“Non so quante vite potrebbe salvare una barriera per suicidi”, dichiara Eric Steel, “ma una vita sarebbe un inizio”.
“Volevo aprire gli occhi alla
gente”, prosegue. “Volevo realizzare un film che parlasse dello spirito umano
in crisi, che comunicasse senza giudicare”.

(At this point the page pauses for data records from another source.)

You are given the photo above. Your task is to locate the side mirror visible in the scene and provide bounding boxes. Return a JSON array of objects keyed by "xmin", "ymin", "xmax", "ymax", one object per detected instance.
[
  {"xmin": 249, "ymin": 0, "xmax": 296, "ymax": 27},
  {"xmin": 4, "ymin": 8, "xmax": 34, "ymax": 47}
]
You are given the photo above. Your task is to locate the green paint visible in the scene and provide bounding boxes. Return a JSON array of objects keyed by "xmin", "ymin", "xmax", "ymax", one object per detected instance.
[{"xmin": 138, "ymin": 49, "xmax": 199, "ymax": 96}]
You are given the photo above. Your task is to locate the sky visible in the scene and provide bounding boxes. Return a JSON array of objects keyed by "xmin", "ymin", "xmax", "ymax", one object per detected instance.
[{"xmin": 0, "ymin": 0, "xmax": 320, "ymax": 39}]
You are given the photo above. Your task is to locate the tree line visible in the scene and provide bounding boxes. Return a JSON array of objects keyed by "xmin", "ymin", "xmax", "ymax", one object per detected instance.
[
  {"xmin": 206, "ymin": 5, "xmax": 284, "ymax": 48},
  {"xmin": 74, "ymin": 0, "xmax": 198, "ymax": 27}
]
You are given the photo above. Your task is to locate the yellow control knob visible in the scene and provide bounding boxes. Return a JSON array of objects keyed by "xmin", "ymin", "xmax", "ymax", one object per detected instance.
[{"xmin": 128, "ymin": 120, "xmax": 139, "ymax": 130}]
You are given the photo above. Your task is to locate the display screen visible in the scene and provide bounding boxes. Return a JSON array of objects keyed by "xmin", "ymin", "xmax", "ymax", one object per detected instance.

Ascoltando le interviste e le
testimonianze, appare chiaro come il legame che unisce i ventiquattro suicidi
filmati non sia solo l’interminabile caduta finale dal ponte, ma soprattutto
una vita di tribolazioni provocate da perdite, disagio mentale, disperazione,
dipendenza da droghe o farmaci, oppure dallo stesso vivere. Alcuni avevano
cercato di celare le proprie intenzioni, ma la maggior parte aveva cercato
aiuto, confidandosi, parlando apertamente di suicidio.
I familiari e gli amici
si giustificano, si discolpano; il loro atteggiamento è comprensibile, ma
sottolinea un fatto: il suicidio non è un gesto che nasce dal nulla, ma
qualcosa che matura nel tempo, che affonda le radici in un ambiente permeato di
indifferenza e distacco, povero di umanità e disponibilità verso chi si trova a
disagio in questa società e in questo mondo.